Install and Configure the Neutron L2 Agent

For me the l2agent was available in the APT repo, so the installation was nice and simple.

This is a configuration agent, it doesn’t move any packets itself but it just orchestrates the required changes to the VTEP’s, So i run this on the same VM as my Neutron server services

Set the following line in l2gateway_agent.ini

ovsdb_hosts ='l2gw01:172.0.0.169:6632,l2gw02:172.0.0.170:6632'

 

 

Inbound ARP bug

This is a biggie and it’s a giant PIA
Inbound ARP requests will hit your VTEP but will not be forwarded on, even if the VTEP was to forward them on, it does have a ovs table suitable for sending broadcast packets(That is a table that speciifies an output port of every VXLan endpoint)

So to achieve this we use a bit of a workaround, first set a kind of ‘failover’ for all multicast packets on the VTEP to forward these unknown packets(inbound ARP requests) to one of the ‘network nodes’ that is a Neutron node that’s got a line in "ovs-vfctl dump-flows br-tun" that looks like this
table=22, n_packets=15, n_bytes=1030, idle_age=11531, priority=1,dl_vlan=9 actions=strip_vlan,load:0x3fa->NXM_NX_TUN_ID[],output:9,output:2,output:4,output:13
This is a boradcast rule, anything that hits it will be sent to all relevant VXLAN endpoints.
(I say relevant because it seems that it out outputs to ports that have devices on the other end on the same VXLAN, E.g If you have a compute node that doesn’t have any VM’s using that VXLAN network, the output port entry for that vxlan tunnel wont appear)

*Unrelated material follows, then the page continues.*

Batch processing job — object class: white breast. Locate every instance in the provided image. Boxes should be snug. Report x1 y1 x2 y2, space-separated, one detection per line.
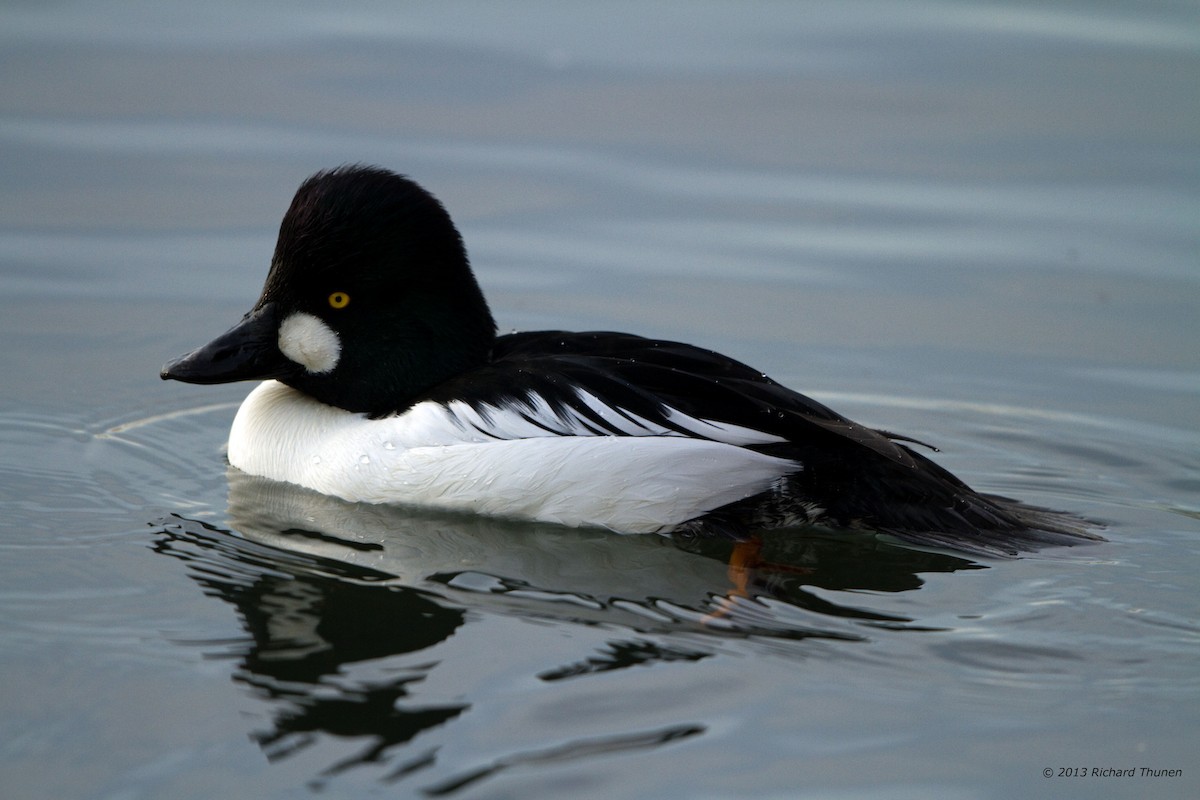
227 380 798 533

To configure this ‘failover’ run
sudo vtep-ctl add-mcast-remote 818b4779-645c-49bb-ae4a-aa9340604019 unknown-dst 10.0.3.10
Where the UUID is the result of vtep-ctl list-ls and the IP address is the IP of the neutron network node with table22 in place

Helpful hint: To find the names and numbers of the ports use this command
ovs-vsctl -f table -- --columns=name,ofport,external-ids,options list interface

Ok, so now the ARP packets are heading to the Network node but we aren’t quite done, we need to convince the network node to shunt all ARP requests out to table 22 and table 10(See here for a more detailed explanation from someone who actually knows what they are talking about https://networkop.co.uk/blog/2016/05/21/neutron-l2gw/ under the heading “Programming Network Node as BUM replication service node“)

To achieve this we need to add the following rule to br-tun on table 4
table=4,arp,tun_id=0x3fa,priority=2,actions=mod_vlan_vid:9,resubmit(,10),resubmit(,22)

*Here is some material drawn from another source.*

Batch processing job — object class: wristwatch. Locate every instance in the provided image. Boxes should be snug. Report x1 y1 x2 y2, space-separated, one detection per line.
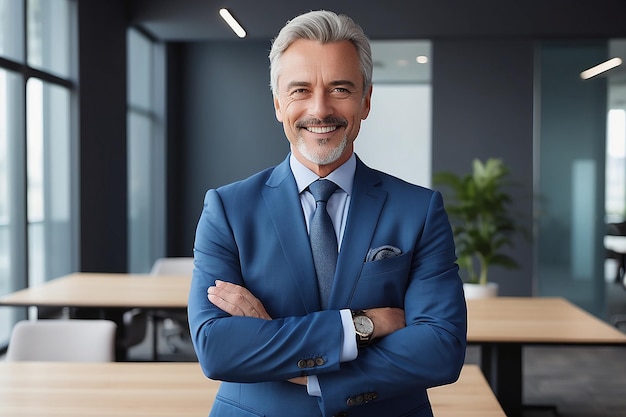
352 310 374 348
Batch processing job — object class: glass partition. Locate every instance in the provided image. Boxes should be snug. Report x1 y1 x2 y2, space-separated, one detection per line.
536 41 610 317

Where 0x3fa is the segmentation id of our network in HEX format and vlan9 is the vlan used on THAT node for processing, you can find this ID by running ovs-ofctl dump-flows br-tun | grep 0x3fa
You’ll see a few entries and they’ll all share then same vlan_id.. That’s what we are after for our custom rule
When you have all the info run
ovs-ofctl add-flow br-tun "table=4,arp,tun_id=0x3fa,priority=2,actions=mod_vlan_vid:9,resubmit(,10),resubmit(,22)"

And that’s it!, not he ARP requests form the outside world hit the VTEP, overflow to the network node which kindly broadcasts them out to the VXLAN endpoints for us.

I hope this has helped you in some way to join your Openstack VXLAN networks to the real world.